Dear Weller,
As I stared blankly at the Word document on my screen, trying to figure out what to write this week, I grabbed you off of my bed and said, “Weller, help me." Then I looked at your patted-down fur and dirty bandana and realized that you sure have seen better days since I first picked you out at the science museum in the second grade. However, behind all of the dirtiness (maybe I should send you through the wash at least once a year) are 14 years of memories and love that only a stuffed yellow lab like yourself could hold.
You see, my dad always gets mad because I take you with me every time I go somewhere overnight. I can count on one hand the amount of nights that I have spent without you in the last year. Whenever we go on a family trip, I stuff you in my already packed carry-on, causing my bag to bust at the zippers. “Faith, you don’t need that; leave it at home,” my dad will tell me as I move stuff around in my bag. He’ll even threaten to get rid of you when I’m not looking. However, the truth is I do need you. I’ve cuddled with you in my sleep nearly every night since I was a kid and when I have you with me, I feel like I’m safe. If any nightmares try to creep up on me in the night, I know that you’ll fight them off for me.

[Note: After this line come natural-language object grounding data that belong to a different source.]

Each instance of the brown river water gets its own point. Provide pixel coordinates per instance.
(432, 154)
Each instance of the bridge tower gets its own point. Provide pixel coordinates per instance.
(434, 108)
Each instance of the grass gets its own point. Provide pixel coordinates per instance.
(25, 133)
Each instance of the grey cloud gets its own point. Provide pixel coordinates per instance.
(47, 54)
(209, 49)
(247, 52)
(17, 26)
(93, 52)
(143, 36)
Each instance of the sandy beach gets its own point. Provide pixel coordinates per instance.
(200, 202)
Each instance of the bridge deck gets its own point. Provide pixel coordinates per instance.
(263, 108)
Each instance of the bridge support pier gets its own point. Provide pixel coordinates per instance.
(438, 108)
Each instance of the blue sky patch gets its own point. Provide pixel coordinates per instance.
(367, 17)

I took you with me when I studied abroad in London. Leaving home for such a long time with no family or friends was a scary thing. To be honest, having you there was like having a bit of home with me and whenever I was feeling a little homesick, I would give you a hug and know that everything was OK. Everything in a foreign country was completely new to me. And while I had pictures on my iPhone to remind me of home when I felt scared, what really helped me get through the hard times was you. You were the only tangible thing that I had with me that was familiar and you were always there to make me feel safe.
You were always my partner in crime growing up, and I would treat you like a member of the family. Whenever mom said something that I didn’t like, I would point your snout downward towards her giving her your “angry face.” I was never allowed to have a real dog, so you held the place of a real dog in my heart. I felt like you were always a member of the family.

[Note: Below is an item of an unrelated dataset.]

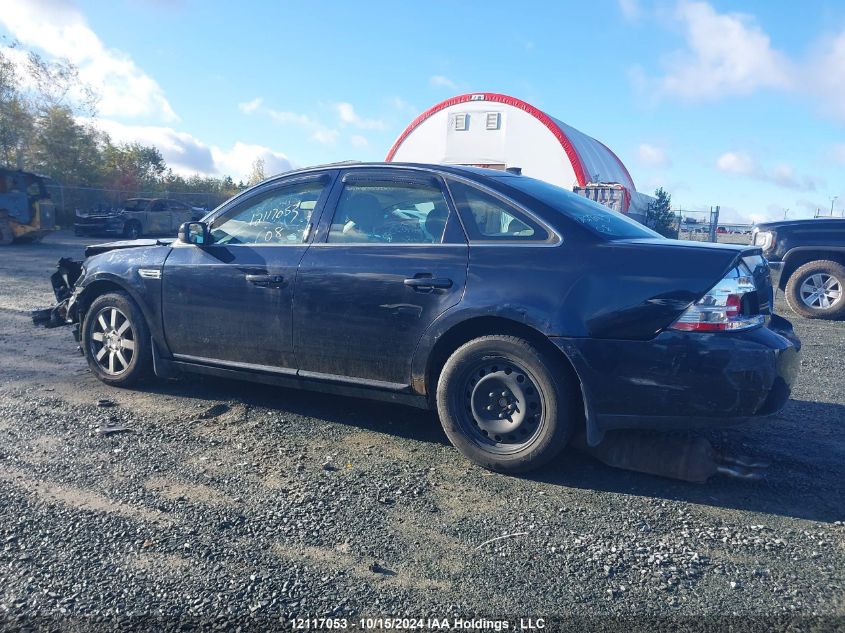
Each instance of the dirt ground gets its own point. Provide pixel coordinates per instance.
(229, 503)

You came to college with me on my first day of freshman year. And while I was scared that people might make fun of the fact that I still sleep with my childhood stuffed animal every night, I quickly realized that there are lots of grown-up kids who need a little piece of childhood like you with them every now and then. I know that I’m not the only one who sobbed hysterically at the end of "Toy Story 3," and that’s because we all know how much love our childhood toys hold within them. We grew up with them, giving them all of our love, our secrets and our memories. They watch us grow up into adults and watch us make good decisions and bad ones. They know how to make us feel better at the end of a rough day, without really doing anything at all.

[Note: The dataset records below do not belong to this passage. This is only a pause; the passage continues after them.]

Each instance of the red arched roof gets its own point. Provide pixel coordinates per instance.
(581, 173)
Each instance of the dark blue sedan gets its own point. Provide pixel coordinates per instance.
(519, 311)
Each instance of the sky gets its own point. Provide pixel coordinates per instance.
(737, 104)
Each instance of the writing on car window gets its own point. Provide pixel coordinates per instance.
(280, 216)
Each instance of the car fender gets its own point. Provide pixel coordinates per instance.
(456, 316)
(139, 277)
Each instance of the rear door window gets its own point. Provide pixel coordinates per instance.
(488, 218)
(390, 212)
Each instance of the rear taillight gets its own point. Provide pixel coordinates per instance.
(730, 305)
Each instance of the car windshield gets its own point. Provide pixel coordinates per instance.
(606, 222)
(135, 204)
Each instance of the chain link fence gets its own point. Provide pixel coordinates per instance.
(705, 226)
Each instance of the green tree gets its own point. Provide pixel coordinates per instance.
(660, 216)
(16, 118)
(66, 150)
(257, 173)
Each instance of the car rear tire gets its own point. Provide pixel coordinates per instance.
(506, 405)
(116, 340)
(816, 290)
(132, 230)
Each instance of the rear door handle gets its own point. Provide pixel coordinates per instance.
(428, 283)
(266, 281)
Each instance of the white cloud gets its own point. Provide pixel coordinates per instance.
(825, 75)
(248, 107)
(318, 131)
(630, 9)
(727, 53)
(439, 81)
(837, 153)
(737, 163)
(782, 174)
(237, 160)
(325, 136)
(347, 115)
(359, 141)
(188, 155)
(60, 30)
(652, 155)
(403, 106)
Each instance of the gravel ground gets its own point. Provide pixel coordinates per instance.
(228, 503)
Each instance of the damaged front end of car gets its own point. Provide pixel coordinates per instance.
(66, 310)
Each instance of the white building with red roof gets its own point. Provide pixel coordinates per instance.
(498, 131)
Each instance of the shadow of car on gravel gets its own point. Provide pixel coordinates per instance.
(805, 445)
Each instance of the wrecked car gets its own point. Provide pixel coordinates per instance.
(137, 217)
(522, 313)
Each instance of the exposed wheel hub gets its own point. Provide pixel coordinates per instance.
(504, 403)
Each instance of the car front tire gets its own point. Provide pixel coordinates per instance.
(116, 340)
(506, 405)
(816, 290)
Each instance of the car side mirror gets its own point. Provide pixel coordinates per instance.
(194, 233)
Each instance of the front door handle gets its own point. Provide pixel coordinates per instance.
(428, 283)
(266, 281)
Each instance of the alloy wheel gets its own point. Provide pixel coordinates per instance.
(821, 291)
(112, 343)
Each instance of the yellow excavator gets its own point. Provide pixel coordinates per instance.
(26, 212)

Now, you sit in a prominent place on my bed for everyone to see when they come in my room. You have your own throne (aka the baby pillow that I got when I was born) and whenever I have a big decision to make, I look at you. You help me remember the child within during hard times. You remind me what it is like to be youthful. You’re always there for me, never mad or disappointed, just always there to give me your love. Behind your marble eyes and patted down fur are 14 years of memories and love that I will always thank you for.